Normalized Cross Correlation aka NCC is a basic pattern matching algorithm which effectively deal with very noise or blurring condition.
With a template image \(T\) and target image \(I\), matching equation is below.
\[s(u,v)=\frac{\sum_{x,y}(I(x,y)-\overline{I})(T(x -u, y-v) - \overline{T})}{\sqrt{\sum_{x,y}(I(x,y)-\overline{I})^2}\sqrt{\sum_{x,y}(T(x - u,y -v)-\overline{T})^2}}\tag{1}\]
For short, we can call \(I(x,y)\) as \(I\) and \(T(x-u, y-v)\) as \(T\)

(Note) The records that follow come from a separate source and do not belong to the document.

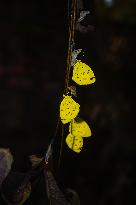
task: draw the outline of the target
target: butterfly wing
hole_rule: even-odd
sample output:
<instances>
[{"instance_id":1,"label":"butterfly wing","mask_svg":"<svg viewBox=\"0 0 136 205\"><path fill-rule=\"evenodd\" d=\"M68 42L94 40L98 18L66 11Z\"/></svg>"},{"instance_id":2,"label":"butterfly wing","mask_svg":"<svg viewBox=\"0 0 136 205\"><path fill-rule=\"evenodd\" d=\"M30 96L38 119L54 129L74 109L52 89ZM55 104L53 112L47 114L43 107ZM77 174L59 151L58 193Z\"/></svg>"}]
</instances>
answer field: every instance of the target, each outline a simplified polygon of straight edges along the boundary
<instances>
[{"instance_id":1,"label":"butterfly wing","mask_svg":"<svg viewBox=\"0 0 136 205\"><path fill-rule=\"evenodd\" d=\"M74 136L90 137L92 135L89 125L84 120L73 120L69 125L69 132Z\"/></svg>"},{"instance_id":2,"label":"butterfly wing","mask_svg":"<svg viewBox=\"0 0 136 205\"><path fill-rule=\"evenodd\" d=\"M81 136L74 136L70 133L66 137L66 143L74 152L80 153L83 147L83 138Z\"/></svg>"},{"instance_id":3,"label":"butterfly wing","mask_svg":"<svg viewBox=\"0 0 136 205\"><path fill-rule=\"evenodd\" d=\"M71 96L64 96L60 104L60 118L63 124L73 120L79 113L80 105Z\"/></svg>"},{"instance_id":4,"label":"butterfly wing","mask_svg":"<svg viewBox=\"0 0 136 205\"><path fill-rule=\"evenodd\" d=\"M89 85L96 81L92 69L85 63L82 63L81 60L77 60L73 67L72 80L79 85Z\"/></svg>"}]
</instances>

The numerator is simplified as below
\[\sum(I-\overline I)(T - \overline T) = \sum I \cdot (T - \overline T) - \overline I \cdot \sum (T - \overline T) = \sum I \cdot (T - \overline T) = \sum I \cdot T - \frac{\sum I \sum T}{W \cdot H}\tag{2}\]
A part of the denominator \(\sum(I-\overline{I})^2\) can be expanded as below for later optimizing
\[\sum(I-\overline I)^2 = \sum I \cdot I - 2 \cdot \overline I \cdot \sum I + \sum \overline I \cdot \overline I = \sum I \cdot I - \frac{2 \cdot \sum I \cdot \sum I}{W \cdot H} + \frac{\sum I \cdot \sum I}{W \cdot H} = \sum I^2 - \frac{{(\sum I)}^2}{W \cdot H}\tag{3}\]
Similarly, \(\sum(T-\overline{T})^2\) is expanded as below
\[\sum(T-\overline{T})^2 = \sum T^2 - \frac{{(\sum T)}^2}{W \cdot H}\tag{4}\]
Substitute \(2\), \(3\) and \(4\) into \(1\), we get a new matching equation as below
\[s(u,v) = \frac{\sum I \cdot T - \frac{\sum I \sum T}{W \cdot H}}{\sqrt{\sum I^2 - \frac{{(\sum I)}^2}{W \cdot H}}\sqrt{\sum T^2 - \frac{{(\sum T)}^2}{W \cdot H}}}=\frac{\sum I \cdot T - \frac{\sum I \sum T}{W \cdot H}}{\frac{1}{W \cdot H}\sqrt{(W \cdot H \cdot \sum I^2 - (\sum I)^2) \cdot (W \cdot H \cdot \sum T^2 - (\sum T)^2)}}=\frac{W \cdot H \cdot \sum I \cdot T - \sum I \sum T}{\sqrt{(W \cdot H \cdot \sum I^2 - (\sum I)^2) \cdot (W \cdot H \cdot \sum T^2 - (\sum T)^2)}}\]
For the template \(T\), computation of \(\sum T\) and \(\sum T^2\) are done at initial step.
For the target image \(I\), \(\sum I^2\) and \(\sum I\) have to be computed at every sliding-window. However, it can be optimized more efficiently by using the Integral Image mechanism.